Institute for Systems Biology, Seattle, Washington 98109, USA.
Mol Cell Proteomics. 2013 Sep;12(9):2383-93. doi: 10.1074/mcp.R113.027797. Epub 2013 May 29.
A crucial component of the analysis of shotgun proteomics datasets is the search engine, an algorithm that attempts to identify the peptide sequence from the parent molecular ion that produced each fragment ion spectrum in the dataset. There are many different search engines, both commercial and open source, each employing a somewhat different technique for spectrum identification. The set of high-scoring peptide-spectrum matches for a defined set of input spectra differs markedly among the various search engine results; individual engines each provide unique correct identifications among a core set of correlative identifications.
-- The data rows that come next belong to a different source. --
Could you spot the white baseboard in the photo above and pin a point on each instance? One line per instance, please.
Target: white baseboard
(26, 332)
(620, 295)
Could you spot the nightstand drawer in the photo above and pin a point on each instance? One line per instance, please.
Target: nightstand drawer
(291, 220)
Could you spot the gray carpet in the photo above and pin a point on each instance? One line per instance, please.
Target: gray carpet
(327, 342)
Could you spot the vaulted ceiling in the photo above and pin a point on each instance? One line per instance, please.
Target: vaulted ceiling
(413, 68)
This has led to the approach of combining the results from multiple search engines to achieve improved analysis of each dataset. Here we review the techniques and available software for combining the results of multiple search engines and briefly compare the relative performance of these techniques.
蛋白质组学数据集的分析中一个关键的组成部分是搜索引擎,它是一种试图从产生数据集内每个片段离子谱的母分子离子中识别肽序列的算法。有许多不同的搜索引擎,包括商业和开源的,它们都采用了略有不同的技术来进行谱识别。在一组定义的输入光谱中,针对各种搜索引擎结果的高得分肽-光谱匹配集有明显的差异;每个引擎都在一个相关识别的核心集内提供了独特的正确识别。这就导致了采用组合来自多个搜索引擎的结果来实现对每个数据集的改进分析的方法。在这里,我们综述了用于组合多个搜索引擎结果的技术和可用软件,并简要比较了这些技术的相对性能。